Launch the Turso CLI binary with the `--mcp` flag: `/path/to/tursodb --mcp`. This starts the JSON-RPC server that listens on stdin and writes responses to stdout, as implemented in [`cli/mcp_server.rs`](https://github.com/tursodatabase/turso/blob/main/cli/mcp_server.rs). The server remains active until the AI assistant closes the pipe or sends an interrupt signal.

### What database operations can AI assistants perform through the MCP server?

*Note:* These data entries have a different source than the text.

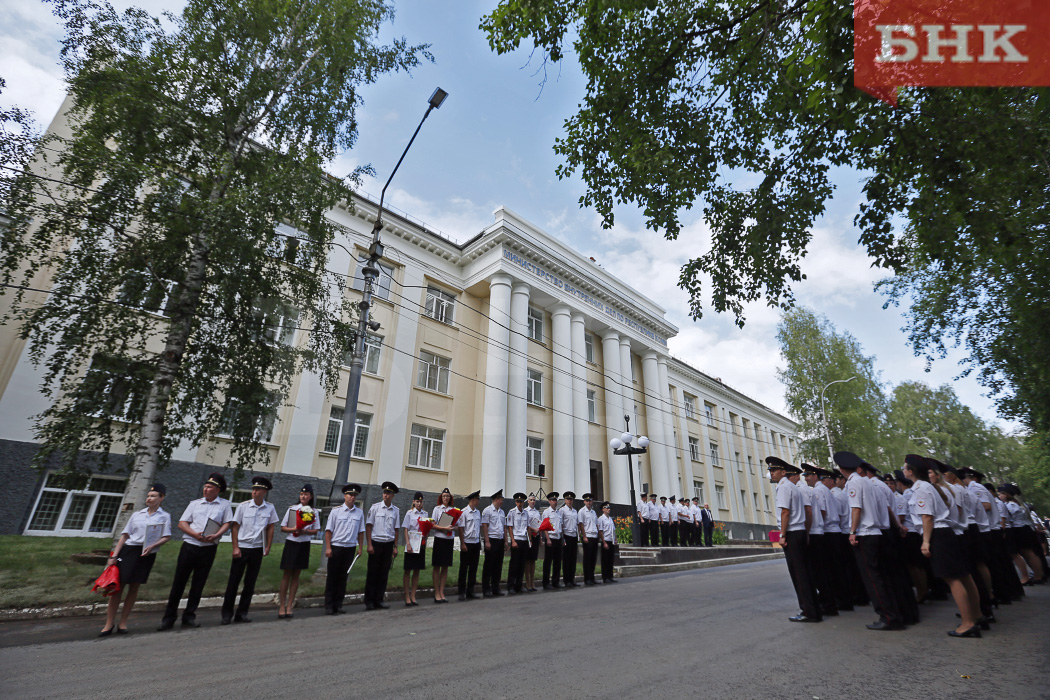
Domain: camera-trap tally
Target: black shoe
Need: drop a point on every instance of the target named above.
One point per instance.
(884, 627)
(803, 618)
(972, 632)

AI assistants can invoke five primary tools: `open_database` to connect to a file, `query` for read-only SELECT statements, `execute` for write operations (INSERT, UPDATE, DELETE, DDL), `list_tables` to see all tables, and `describe_table` to inspect schemas. These tools are dispatched through the `tools/call` method in [`cli/mcp_server.rs`](https://github.com/tursodatabase/turso/blob/main/cli/mcp_server.rs) (lines 100-111).

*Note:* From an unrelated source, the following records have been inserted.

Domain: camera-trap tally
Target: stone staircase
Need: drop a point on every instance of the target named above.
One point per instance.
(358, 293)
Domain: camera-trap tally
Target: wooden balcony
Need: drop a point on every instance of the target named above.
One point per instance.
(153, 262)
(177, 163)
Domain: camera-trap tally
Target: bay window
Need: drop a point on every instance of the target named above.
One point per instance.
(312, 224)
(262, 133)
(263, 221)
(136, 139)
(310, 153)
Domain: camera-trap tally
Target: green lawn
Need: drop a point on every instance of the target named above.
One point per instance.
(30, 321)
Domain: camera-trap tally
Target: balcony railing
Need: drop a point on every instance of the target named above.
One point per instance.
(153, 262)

### Why does the Turso MCP server use stdin/stdout instead of HTTP?

The stdin/stdout transport allows AI assistants to spawn the `tursodb --mcp` process as a child and maintain a persistent, stateful connection without network ports or authentication complexity. This design, found in [`cli/mcp_server.rs`](https://github.com/tursodatabase/turso/blob/main/cli/mcp_server.rs) (lines 69-76), enables secure local operation where the AI tool controls the process lifecycle directly.

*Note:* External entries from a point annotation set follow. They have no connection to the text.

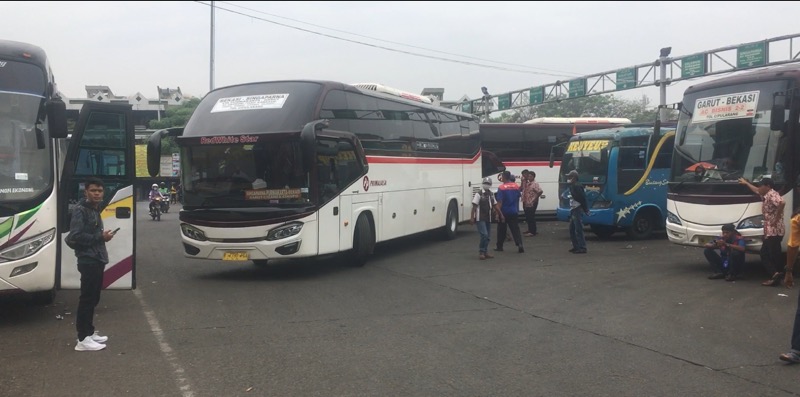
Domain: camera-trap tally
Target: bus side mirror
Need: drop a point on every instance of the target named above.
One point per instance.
(777, 116)
(57, 118)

### Can multiple AI assistants connect to the same Turso database simultaneously through MCP?

Each MCP server instance manages one `Connection` object stored in `self.conn`. While a single server process can handle sequential requests from one AI assistant, multiple assistants require separate `tursodb --mcp` processes. Each process opens its own database connection, though SQLite's file locking ensures consistency when accessing the same database file.